= David Copperfield's flying illusion =

Levitation illusion

David Copperfield has performed a levitation illusion in several magic shows since 1992 in which he appears to fly on stage for several minutes, while surrounded by audience members. The flight is notable for its graceful motion and unencumbered appearance. The illusion was included in Copperfield's CBS TV special The Magic of David Copperfield XIV: Flying—Live The Dream (1992), and has been repeated several times during Copperfield's live tours around the world. The method was created by John Gaughan. An essential contribution to make fluid movements was given by his assistant, dancer and choreographer Joanie Spina.

==Effect==

During the trick, Copperfield flies acrobatically on the stage, performs a backflip in midair, and then has spinning hoops passed around him, supposedly to prove that he is not suspended by wires. He then floats down into an acrylic glass box which has previously been examined by two audience members, and continues to float inside after the box is covered. An assistant walks over the top of the box, and Copperfield walks upside down moving his feet under the assistant's feet. He then selects a female volunteer from his audience and flies with her in a fashion similar to Superman carrying Lois Lane. The illusion sometimes ends with a falcon named Icarus grasping Copperfield by the wrist and flying off stage with him.

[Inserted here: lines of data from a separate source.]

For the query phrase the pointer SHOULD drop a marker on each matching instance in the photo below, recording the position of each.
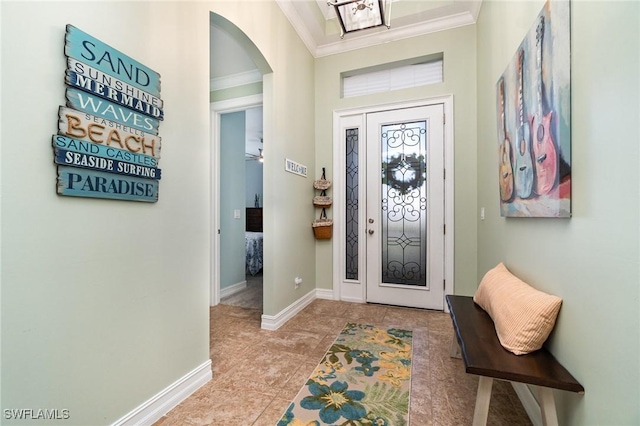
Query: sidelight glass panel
(351, 138)
(404, 204)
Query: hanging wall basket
(322, 201)
(322, 184)
(323, 227)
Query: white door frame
(217, 109)
(355, 290)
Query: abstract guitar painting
(533, 103)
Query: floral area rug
(363, 379)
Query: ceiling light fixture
(355, 15)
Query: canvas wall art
(534, 120)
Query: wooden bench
(484, 356)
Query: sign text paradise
(107, 144)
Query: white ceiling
(317, 25)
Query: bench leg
(548, 407)
(454, 348)
(482, 401)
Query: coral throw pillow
(523, 316)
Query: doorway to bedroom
(237, 68)
(241, 201)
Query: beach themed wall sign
(108, 143)
(534, 120)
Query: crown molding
(234, 80)
(320, 44)
(398, 33)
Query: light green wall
(106, 303)
(232, 197)
(592, 259)
(459, 48)
(236, 92)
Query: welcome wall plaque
(108, 143)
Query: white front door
(405, 207)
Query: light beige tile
(258, 372)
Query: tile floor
(256, 373)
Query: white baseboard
(322, 293)
(274, 322)
(529, 402)
(152, 410)
(233, 289)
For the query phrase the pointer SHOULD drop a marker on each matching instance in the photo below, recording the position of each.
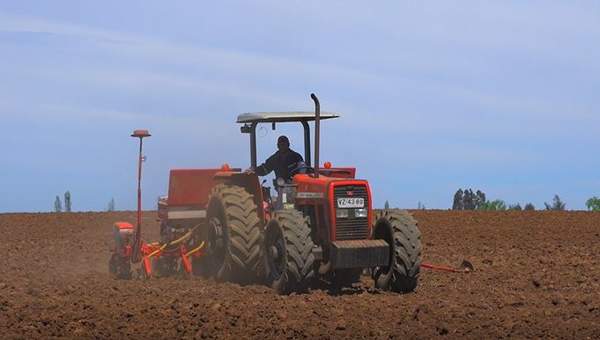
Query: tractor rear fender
(248, 181)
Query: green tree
(593, 204)
(457, 204)
(556, 204)
(516, 206)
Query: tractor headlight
(341, 213)
(362, 212)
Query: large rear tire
(399, 229)
(233, 234)
(288, 257)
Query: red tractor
(319, 225)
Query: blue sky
(435, 95)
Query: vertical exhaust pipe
(317, 131)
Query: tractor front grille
(352, 227)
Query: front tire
(288, 257)
(399, 229)
(234, 234)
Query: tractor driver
(285, 161)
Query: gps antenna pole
(137, 243)
(317, 131)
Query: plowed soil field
(537, 274)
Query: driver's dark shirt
(283, 164)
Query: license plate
(351, 202)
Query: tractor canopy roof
(274, 117)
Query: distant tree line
(468, 200)
(58, 207)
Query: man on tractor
(285, 161)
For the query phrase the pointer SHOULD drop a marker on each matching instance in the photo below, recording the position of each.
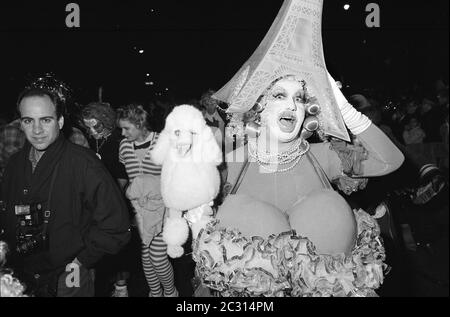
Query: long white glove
(354, 120)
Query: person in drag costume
(282, 229)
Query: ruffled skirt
(287, 265)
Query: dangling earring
(253, 129)
(313, 109)
(311, 123)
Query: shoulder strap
(242, 173)
(47, 212)
(319, 171)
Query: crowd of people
(80, 188)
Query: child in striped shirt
(134, 153)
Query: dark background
(190, 46)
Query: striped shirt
(134, 166)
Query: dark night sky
(194, 45)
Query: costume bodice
(280, 189)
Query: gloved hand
(354, 120)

A blue backcloth is used in the background, and the television version uses fake clouds hanging from the ceiling, taking advantage of a larger stage than is used in theatrical appearances. The performance is accompanied by an orchestration called "East of Eden Suite" by film composer Lee Holdridge, originally written as the theme music for a 1981 miniseries based on the novel East of Eden.

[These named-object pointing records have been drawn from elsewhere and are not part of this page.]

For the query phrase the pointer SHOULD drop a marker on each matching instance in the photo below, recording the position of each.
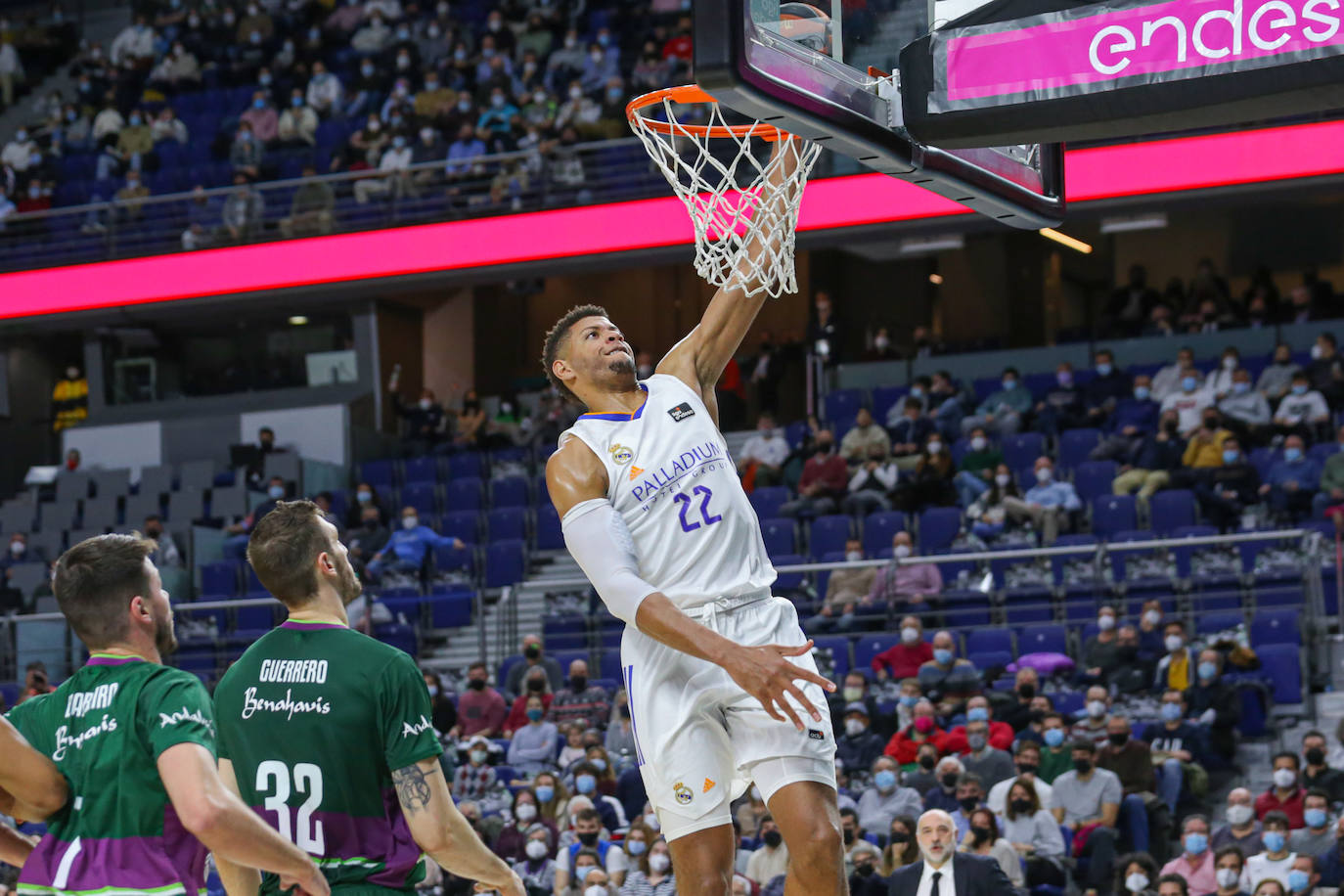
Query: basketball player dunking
(722, 688)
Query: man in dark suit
(944, 871)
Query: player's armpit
(574, 474)
(15, 846)
(441, 830)
(238, 880)
(32, 784)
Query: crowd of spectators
(359, 85)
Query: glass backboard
(824, 70)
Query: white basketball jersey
(671, 478)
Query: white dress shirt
(946, 884)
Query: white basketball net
(743, 209)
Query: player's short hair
(557, 338)
(94, 580)
(284, 548)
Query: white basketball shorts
(700, 739)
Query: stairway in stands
(464, 644)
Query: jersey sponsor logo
(288, 672)
(682, 411)
(252, 704)
(687, 463)
(65, 739)
(167, 719)
(85, 701)
(412, 730)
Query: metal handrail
(293, 182)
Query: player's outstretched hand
(514, 887)
(768, 675)
(311, 882)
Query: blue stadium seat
(829, 533)
(884, 398)
(1043, 639)
(421, 496)
(506, 522)
(843, 403)
(420, 469)
(461, 524)
(1171, 510)
(221, 578)
(938, 528)
(549, 536)
(1276, 626)
(450, 610)
(467, 465)
(381, 474)
(1211, 622)
(779, 536)
(768, 499)
(1114, 514)
(464, 495)
(1023, 449)
(879, 528)
(1282, 666)
(510, 492)
(1075, 445)
(988, 640)
(839, 648)
(506, 563)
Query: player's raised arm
(238, 880)
(600, 543)
(445, 834)
(708, 348)
(31, 787)
(219, 820)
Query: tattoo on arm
(412, 787)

Before performing, Copperfield often declares that it took him seven years to develop the performance, and shows a video describing for how long men had dreamed of flying, and how many people before him had tried unsuccessfully.

Copperfield performed a much-shortened version of the illusion as the entrance in his sixteenth television special, The Magic of David Copperfield XV: Fires Of Passion, in 1993. The performance used a different background and music, in addition to burning spinning hoops.

==Method==
John Gaughan described how the trick works in US Patent #5,354,238. According to the patent, the performer is supported by two fan-shaped arrays of fine wires that remain invisible to the viewing audience. The wires are about 0.25 mm thick, and support about 10 kg each; the arrays contain more than enough wires to support the performer's weight. The wire arrays are mounted at the hips, near the human center of mass, to a harness worn under the clothing. This creates a balance point facilitating a wide range of movements while suspended. The wires are attached to a complex computer-controlled rig above the stage that maintains the tension in each wire, and keeps each array of wires perpendicular to the audience's line of sight so that the wires never overlap one another, which might allow the audience to see them.

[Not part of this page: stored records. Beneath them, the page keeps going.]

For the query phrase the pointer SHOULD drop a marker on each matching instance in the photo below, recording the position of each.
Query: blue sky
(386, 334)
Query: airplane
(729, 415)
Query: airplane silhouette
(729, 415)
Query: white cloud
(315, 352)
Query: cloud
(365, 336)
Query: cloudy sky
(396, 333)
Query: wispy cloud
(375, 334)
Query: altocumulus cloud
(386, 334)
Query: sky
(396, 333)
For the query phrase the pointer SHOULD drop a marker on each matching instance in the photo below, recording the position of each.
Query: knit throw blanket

Schematic showing moving hoops

During the later phases of the performance, two hoops are used simultaneously, which aids the deception as the hoops do not come into contact with the wires. Instead, each ring is brought flush to the wires before being twisted under Copperfield, so that no part of the rings actually pass across (above) the waist. In the glass box demonstration, the top of the box is threaded between the two sets of wires in a vertical position, before being rotated 90 degrees and lowered into place. The wires remain in place while the performer is in the glass box, passing through crevices between the lid and the sides. Since the box limits movement and he is only able to rotate on one axis, he stays side-on to the front of the audience while in the box. When flying with a volunteer, he holds her in front of him, and she does not come into contact with the wires.